Quando o analista percebe que o paciente tem um ego intacto ele pode ter certeza que este paciente recebeu os cuidados iniciais necessários e por isto o setting analítico - tudo que se refere a manejo - se torna menos importante que o trabalho interpretativo.

Nos casos em que a adaptação do ambiente não foi adequada, não há estabelecimento de um self, mas o desenvolvimento de um falso self baseado em reações devido a uma série de falhas na adaptação.

Aqui a ênfase recai sobre o manejo e quando o analista tem uma boa adaptação às necessidades do paciente ele é percebido com esperança de que o self verdadeiro possa correr riscos em começar a experimentar a viver.

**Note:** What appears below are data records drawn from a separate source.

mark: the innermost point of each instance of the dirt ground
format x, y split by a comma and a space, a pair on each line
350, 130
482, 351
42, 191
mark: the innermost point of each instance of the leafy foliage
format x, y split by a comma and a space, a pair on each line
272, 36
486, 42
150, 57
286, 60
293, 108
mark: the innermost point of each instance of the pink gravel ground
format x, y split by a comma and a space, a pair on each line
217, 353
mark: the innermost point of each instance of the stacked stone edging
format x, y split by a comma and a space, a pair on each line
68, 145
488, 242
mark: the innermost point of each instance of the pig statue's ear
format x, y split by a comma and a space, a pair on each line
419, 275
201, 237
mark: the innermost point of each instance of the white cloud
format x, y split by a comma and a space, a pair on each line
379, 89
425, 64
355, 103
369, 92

Percebemos, então uma diferença fundamental:

Na psicanálise clássica o passado vem ao presente, enquanto para Winnicott o presente retorna ao passado, e é o passado possibilitando o que estava lá para ser vivido e não foi vivido, agora ser vivido. O passado deixa de ter a mesma importância depois de ser vivido com o analista.

Depois desta fase, o que ocorre é o trabalho analítico normal trabalhando as defesas do ego contra a ansiedade.

A preocupação de Winnicott é estudar os critérios para o analista saber quando deve mudar a ênfase do trabalho.